Ma Polifemo, oltre ai suoi torti, una parte di ragione ce l’aveva: qualcuno l’occhio glielo aveva pur cavato. Continua a vivere in questa razionalità distorta la pretesa che la storia la facciano gli uomini e le donne, non agenzie impersonali e inimputabili in giudizio; una pretesa senza la quale della modernità non è piú nulla. Modernità rovesciata, accecata, denegata al pari di quella della deresponsabilizzazione vittimaria; ma che ha ancora la forza di far sentire, sia pure attraverso il linguaggio straniato del sintomo, le sue ragioni e la sua necessità. Maniaci dei complotti e corifei delle vittime rivelano quello che nascondono, affermano ciò che negano, guardano fisso quanto non possono vedere: nella resa c’è un residuo di lotta, nella rinuncia una traccia di desiderio, nell’orgoglio sbagliato la spia di un possibile orgoglio legittimo. Letta al contrario, la loro fallacia è il linguaggio della verità.

La prosopopea della vittima è la protesta (impotente e pericolosa se abbandonata a se stessa) contro quell’avaria della dimensione pubblica che affligge il cittadino di una società post-democratica. Quando non è in palese malafede, certo; eppure, anche in quel caso attingendo allo stesso bacino di energia passionale. La forza dei mistificatori parassita quella dei mistificati. Restituirla agli espropriati è ciò a cui mira la critica della vittima, come accadde per esempio quando il movimento operaio passò da quella che Marx chiamava “filosofia della miseria” all’orgoglio dialettico di chi, sentendosi insediato nella punta piú avanzata della produzione sociale, rivendica il diritto a guidarla: un diritto del fare, e non dell’essere attraverso il subire. Dannati della terra sí, ma in piedi, prometteva il suo inno: “Debout les damnés de la terre” ecc.

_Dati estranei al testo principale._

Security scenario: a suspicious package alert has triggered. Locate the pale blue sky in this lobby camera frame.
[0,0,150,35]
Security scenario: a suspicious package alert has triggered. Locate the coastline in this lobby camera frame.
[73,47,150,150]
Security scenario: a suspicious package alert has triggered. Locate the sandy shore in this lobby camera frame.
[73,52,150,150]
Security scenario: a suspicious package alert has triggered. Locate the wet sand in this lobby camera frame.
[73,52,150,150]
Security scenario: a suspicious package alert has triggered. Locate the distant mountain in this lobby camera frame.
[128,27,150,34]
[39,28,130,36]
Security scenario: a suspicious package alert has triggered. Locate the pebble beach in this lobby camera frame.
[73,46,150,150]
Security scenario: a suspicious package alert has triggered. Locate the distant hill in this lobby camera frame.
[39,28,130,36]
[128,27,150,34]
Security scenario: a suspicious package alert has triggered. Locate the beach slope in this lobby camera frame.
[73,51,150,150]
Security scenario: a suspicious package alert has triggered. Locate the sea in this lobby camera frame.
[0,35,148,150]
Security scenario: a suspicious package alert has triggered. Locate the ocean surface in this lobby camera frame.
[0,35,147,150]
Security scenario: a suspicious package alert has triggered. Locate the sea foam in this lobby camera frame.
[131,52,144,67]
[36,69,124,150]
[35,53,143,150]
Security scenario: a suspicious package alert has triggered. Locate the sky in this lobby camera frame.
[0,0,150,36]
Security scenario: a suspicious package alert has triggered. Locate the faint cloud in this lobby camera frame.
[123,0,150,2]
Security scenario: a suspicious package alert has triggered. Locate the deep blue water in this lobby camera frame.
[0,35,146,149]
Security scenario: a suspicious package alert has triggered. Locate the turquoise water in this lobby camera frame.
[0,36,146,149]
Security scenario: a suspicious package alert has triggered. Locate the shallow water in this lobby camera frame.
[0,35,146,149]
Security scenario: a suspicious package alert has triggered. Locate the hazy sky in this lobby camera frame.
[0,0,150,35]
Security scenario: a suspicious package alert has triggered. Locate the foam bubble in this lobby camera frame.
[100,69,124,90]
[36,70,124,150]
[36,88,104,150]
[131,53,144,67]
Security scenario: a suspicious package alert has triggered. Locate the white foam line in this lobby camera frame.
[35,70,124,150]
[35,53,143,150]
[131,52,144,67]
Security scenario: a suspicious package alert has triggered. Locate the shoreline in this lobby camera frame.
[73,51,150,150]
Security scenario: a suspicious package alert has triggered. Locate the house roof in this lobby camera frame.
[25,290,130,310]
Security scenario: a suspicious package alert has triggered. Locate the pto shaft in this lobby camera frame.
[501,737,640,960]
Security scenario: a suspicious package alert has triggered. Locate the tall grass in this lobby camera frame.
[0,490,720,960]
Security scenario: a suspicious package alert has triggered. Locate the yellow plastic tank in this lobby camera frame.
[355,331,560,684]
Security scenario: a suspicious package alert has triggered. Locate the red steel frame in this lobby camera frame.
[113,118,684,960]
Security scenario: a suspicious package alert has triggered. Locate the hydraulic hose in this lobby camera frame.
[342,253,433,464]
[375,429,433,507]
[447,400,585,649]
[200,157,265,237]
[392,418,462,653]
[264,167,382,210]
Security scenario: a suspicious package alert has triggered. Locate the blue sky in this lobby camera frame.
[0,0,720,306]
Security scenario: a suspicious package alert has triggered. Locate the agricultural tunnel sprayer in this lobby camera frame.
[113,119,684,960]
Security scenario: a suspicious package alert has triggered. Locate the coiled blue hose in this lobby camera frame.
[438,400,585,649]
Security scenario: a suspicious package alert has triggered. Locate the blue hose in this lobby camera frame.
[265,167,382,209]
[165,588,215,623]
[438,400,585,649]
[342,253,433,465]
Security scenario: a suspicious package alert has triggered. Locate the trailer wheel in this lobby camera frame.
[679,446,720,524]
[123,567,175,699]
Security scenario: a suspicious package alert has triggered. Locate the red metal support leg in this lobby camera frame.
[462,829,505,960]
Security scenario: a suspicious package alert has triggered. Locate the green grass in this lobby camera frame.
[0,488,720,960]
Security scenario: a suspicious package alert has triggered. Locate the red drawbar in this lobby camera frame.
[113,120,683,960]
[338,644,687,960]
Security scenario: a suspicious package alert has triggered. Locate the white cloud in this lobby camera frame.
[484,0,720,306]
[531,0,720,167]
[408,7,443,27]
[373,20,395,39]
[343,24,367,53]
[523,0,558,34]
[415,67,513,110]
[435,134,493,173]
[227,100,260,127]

Prima mossa dovrebbe essere cominciare o ricominciare a sentirsi parti in causa, non rappresentanti di una universalità spettrale quale è quella promessa dall’etica vittimaria. La condizione di vittima pretende a una risposta unanime; ma una risposta unanime è soltanto una risposta falsa, che non permette di vedere quali sono le vere linee di frattura, ingiustizia e ineguaglianza da cui è segmentato il terreno dei rapporti di forza. Politica e conflitto sono sinonimi. Politica, ha spiegato Jacques Rancière, è quando di idee su come ripartirsi il mondo ce ne sono almeno due. Che ce ne sia una sola, invece, è “polizia”, nel senso settecentesco di policy, police, ordinaria amministrazione, funzionamento ben lubrificato dello status quo. Che la vittima sia diventata quel lubrificante è insieme un’evidenza e uno sfacciato paradosso, quando a rigore dovrebbe costituirne l’inciampo, lo scandalo, il punto d’arresto. La mitologia vittimaria è una subalternità che perpetua il dominio. Troppo promettere nonché idea ingenua del potere sarebbe credere che spariranno insieme. Ma questo è l’ordine del giorno, e a ogni giorno basta la sua pena.

[Immagine: Caravaggio, Il sacrificio di Isacco (gm)].

 

18 thoughts on “Critica della vittima

  1. Nella società moderna, se Polifemo è stato accecato è la vittima e si condannerà il colpevole. Successivamente se si scopre che Polifemo era a sua volta carnefice si condannerà anche lui. Non credo esista più la regola dell’occhio per occhio intesa come, se Polifemo era stato a sua volta carnefice, ben gli sta! Il tutto rapportato ai giorni nostri si traduce in: chi è la vittima ora, nel momento in cui qualcuno denuncia qualcun’altro? Il carnefice paghi, poi si può scavare un po’ più a fondo. Lo sbaglio più grande è quello di non denunciare un comportamento sbagliato al momento opportuno. Dopo può essere troppo tardi. Se nel presente pervade un vittimismo dilagante si studia la situazione e si cercano le risposte. In mezzo si insinua anche la falsa vittima ma questo non deve scoraggiare la ricerca della verità. Se questa verità è una delle tante si assume per verità quella della maggioranza. La maggioranza vince sempre.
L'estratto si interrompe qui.